The Annual General Meeting decided that the fees for the members of the Board of Directors are EUR 5,000 per month for the Chairman, EUR 4,000 per month for the Vice Chairman and EUR 3,000 per month for a member as well as a EUR 500 fee per meeting for the Board and Committee meetings. Travel expenses of the Board of Directors are reimbursed according to the company’s travel policy.
Authorised public accountant Jarmo Lohi was elected as principal auditor of the company and Ernst & Young Oy, a firm of authorised public accountants, with Mikko Rytilahti, authorised public accountant, as the responsible auditor, was elected as deputy auditor.
It was decided that the auditors are reimbursed according to invoice.
Authorisation to resolve on the acquisition the company’s own shares
As proposed by the Board of Directors, the meeting authorised the Board of Directors to resolve on the acquisition of the company’s own shares, in one or more instalments, with the company’s unrestricted equity.
The company’s own shares can be acquired in order to be used as payment in corporate acquisitions or when the company acquires assets relating to its business and as part of the company’s incentive programmes as well as to be otherwise conveyed, held or cancelled.
A maximum of 3,676,846 own shares, or a lower amount that, in addition to the shares already owned by the company and its subsidiaries, is less than 10 per cent of all shares, may be acquired on the basis of the authorisation. The authorisation includes the right to acquire own shares otherwise than in proportion to the holdings of the shareholders.
The authorisation is in force for 18 months from the decision of the Meeting.

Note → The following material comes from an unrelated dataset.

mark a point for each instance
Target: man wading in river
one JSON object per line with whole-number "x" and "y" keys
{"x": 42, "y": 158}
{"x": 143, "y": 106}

Authorisation to resolve on the transfer of treasury shares
As proposed by the Board of Directors, the Annual General Meeting authorised the Board of Directors to resolve in one or several instalments on the transfer of treasury shares against payment or without consideration.
The Board of Directors may, on the basis of the authorisation, resolve to transfer treasury shares in one or several instalments, so that the aggregate maximum number of treasury shares transferred on the basis of the authorisation will be 3,676,846 shares.
The authorisation includes the right to transfer the treasury shares in deviation from the shareholders’ pre-emptive subscription right on the terms of the Companies Act.
The authorisation can be used e.g. as payment in corporate acquisitions or when the company acquires assets relating to its business and as part of the company’s incentive programmes.
The authorisation is in force for two years from the decision of the Meeting.